Effect of noise on fractal structure

In this paper, I investigate the effect of dynamical noise on the estimation of the Hurst exponent and the fractal dimension of time series. Recently, Serletis et al. [Serletis, Apostolos, Asghar Shahmoradi, Demitre Serletis. Effect of noise on estimation of Lyapunov exponents from a time series. Chaos, Solitons & Fractals, forthcoming] have shown that dynamical noise can make the detection of chaotic dynamics very difficult, and Serletis et al. [Serletis, Apostolos, Asghar Shahmoradi, Demitre Serletis. Effect of noise on the bifurcation behavior of dynamical systems. Chaos, Solitons & Fractals, forthcoming] have shown that dynamical noise can also shift bifurcation points and produce noise-induced transitions, making the determination of bifurcation boundaries difficult. Here I apply the detrending moving average (DMA) method, recently developed by Alessio et al. [Alessio E, Carbone A, Castelli G, Frappietro V. Second-order moving average and scaling of stochastic time series. The Eur Phys J B 2002;27:197–200] and Carbone et al. [Carbone A, Castelli G, Stanley HE. Time-dependent Hurst exponent in financial time series.
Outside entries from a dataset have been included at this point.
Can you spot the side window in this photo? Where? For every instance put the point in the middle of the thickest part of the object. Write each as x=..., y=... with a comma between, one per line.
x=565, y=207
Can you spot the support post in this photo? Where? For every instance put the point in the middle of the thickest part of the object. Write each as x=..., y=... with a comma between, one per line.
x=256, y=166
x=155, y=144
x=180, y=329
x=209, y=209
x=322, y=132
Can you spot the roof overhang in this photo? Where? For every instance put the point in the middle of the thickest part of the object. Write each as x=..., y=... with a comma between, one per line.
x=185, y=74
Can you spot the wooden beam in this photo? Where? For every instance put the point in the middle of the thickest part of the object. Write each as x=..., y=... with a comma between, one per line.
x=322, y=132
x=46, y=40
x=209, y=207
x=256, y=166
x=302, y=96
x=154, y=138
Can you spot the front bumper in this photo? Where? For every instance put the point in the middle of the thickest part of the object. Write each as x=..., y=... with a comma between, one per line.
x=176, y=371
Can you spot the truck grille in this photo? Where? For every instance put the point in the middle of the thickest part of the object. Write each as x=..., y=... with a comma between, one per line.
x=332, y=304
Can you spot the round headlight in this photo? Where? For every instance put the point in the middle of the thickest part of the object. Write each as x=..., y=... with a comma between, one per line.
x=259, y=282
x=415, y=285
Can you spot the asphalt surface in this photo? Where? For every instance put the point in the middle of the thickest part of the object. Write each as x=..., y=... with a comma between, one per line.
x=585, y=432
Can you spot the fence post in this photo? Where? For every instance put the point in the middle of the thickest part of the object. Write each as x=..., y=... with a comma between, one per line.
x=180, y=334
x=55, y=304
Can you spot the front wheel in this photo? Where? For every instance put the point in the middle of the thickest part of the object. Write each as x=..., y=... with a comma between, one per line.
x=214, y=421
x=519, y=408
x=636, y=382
Physica A 2004;344:267–71; Carbone A, Castelli G, Stanley HE. Analysis of clusters formed by the moving average of a long-range correlated time series. Phys Rev E 2004;69:026105], to estimate the Hurst exponent of a Brownian walk with a Hurst exponent of 0.5, coupled with low and high intensity noise, and show that dynamical noise has no effect on fractal structure.